Portrait artist Lewis Miller completed the sketches of the multi-millionaire former investment banker and his wife Lucy in 1992 at the family’s country home in Scone in the Hunter Valley in New South Wales.
The Melbourne artist was invited to spend a few days sketching the Turnbulls on a commission arranged by his Sydney dealer Ray Hughes. Lewis had previously been commissioned by the couple to paint portraits of their two children, Alex and Daisy.
“It was very pleasant and relaxed,’’ Miller told Daily Review. “They had some friends staying with them and I observed and sketched.”

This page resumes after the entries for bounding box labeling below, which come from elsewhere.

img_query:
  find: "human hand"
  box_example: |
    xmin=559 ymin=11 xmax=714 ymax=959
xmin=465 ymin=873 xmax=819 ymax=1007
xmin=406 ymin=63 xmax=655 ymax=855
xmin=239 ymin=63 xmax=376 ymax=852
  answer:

The Turnbulls had been so pleased by the portraits of Alex and Daisy that they wanted Miller to paint each of their portraits.
“I had this idea of to do a pair of portraits as a kind of reference to the famous portraits of the Duke and Duchess of Urbino by Piero della Francesca,” he said.
The famous Renaissance portraits held in Florence’s Uffizi gallery were painted in the mid-1400s. The duke was a “leader of mercenaries, skilful strategist and a great patron (who) turned Urbino into a refined and renowned cultural centre,’’ according to the Uffizi gallery guide.
Each of the Piero della Francesca portraits sees the busts of the husband and wife painted in profile in the foreground with the surrounding Urbino countryside as background – “to emphasise the majesty of the court of Urbino”.
“Malcolm didn’t know those paintings,’’ said Miller, but the banker was happy to go along with the artist’s approach. Lewis placed him (a more portly Turnbull than he is now) in profile with the Hunter Valley as background.
The Turnbull portraits were completed by Miller back in his St Kilda studio working from the sketches and photographs. The final works were delivered to Hughes, who handed them on the couple.
“I got the impression from Ray that their reaction was cool,’’ Miller said.
The artists has no idea where, or if, the Turnbulls hung the paintings. Some time later, Miller used the sketches from the Scone sittings to complete the portrait of Turnbull he had planned to enter in the 1994 Archibald Portrait Prize.
He regrets going ahead with the painting without first asking Turnbull.
“I was a young artist” Lewis told Daily Review.
He destroyed the painting and all photographs of it when he heard of Turnbull’s response to it. According to The Art Newspaper, Turnbull told Hughes: “That artist of yours is no good; he’s made me look like a big, fat, greedy c***”.
Hughes (pictured in Lewis’ sketch below) reportedly responded: “He’s a realist painter, you know”.
Miller has been shortlisted for the Archibald Prize 16 times and won it in 1998 for his portrait of artist Allan Mitelman.